ÜRETİM, TAMİR MONTAJ
Geçenlerde katıldığı Eti Sarı Bisiklet projesinin basın davetinde sevindirici bilgiler aldım. Bu yıl mesleki ve teknik liselerin eğitim müfredatına "Bisiklet Üretimi Montajı ve Mekanikerliği" dersi eklenmiş. Bu dersin eklenmesi için öncülük eden Eti Sarı Bisiklet, Üsküdar Haydarpaşa Mesleki ve Teknik Anadolu Lisesi ile başlattığı iş birliği ile 38 hafta sürecek ders kapsamında meslek lisesi öğrencilerinin üreteceği bisikletleri üniversite kampüslerinde ve liselerde ücretsiz şekilde kullanıma sunacak.
HEM SAĞLIĞA HEM DOĞAYA FAYDALI
Düşünsenize, bu çocuklarımız bisiklet üretebilecek, montaj ve tamir yapabilecek.
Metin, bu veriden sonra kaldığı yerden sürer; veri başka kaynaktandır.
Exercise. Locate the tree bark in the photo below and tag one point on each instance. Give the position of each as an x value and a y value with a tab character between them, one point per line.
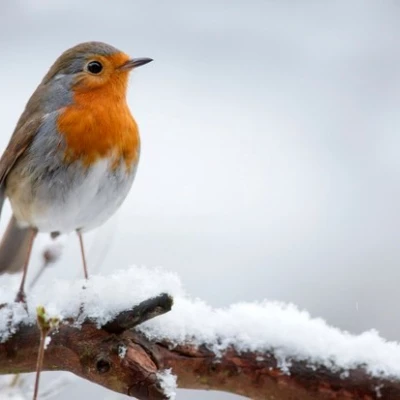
122	359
Yeni bir altın bilezikleri olacak kollarında. İklim krizinde kilit araçlardan biri bisiklet. Dünyada daha çok bisiklet kullanılması için birçok ülke kendi planlarını yapmış durumda. İnsan sağlığına çok faydalı. ETi Türkiye CEO'su Ercan Öz: "Bisiklet ve yürüyüşün gündelik yaşamda artması, ulaşımdan kaynaklanan bireysel karbon salımını yüzde 70'e kadar azaltabiliyor. Türkiye toplumunda bisiklet ve yürüyüşün yüzde 20 artması, 3 milyon ton daha az karbon salımı demek. Bu da 120 milyon yetişkin ağacın temizleyebileceği karbon salımına eşdeğer. ETi Sarı Bisiklet Elçileri, bu önemli tespitlerden hareketle sürdürülebilir ve sağlıklı bir gelecek için bisikletin önemine vurgu yaparak farkındalık yaratmayı amaçlayacak. Hareketli bir yaşamın ve bunun bir parçası olarak bisikletin bireysel, toplumsal ve çevre sağlığındaki rol ve öneminin sözcülüğünü yapacaklar" diyor.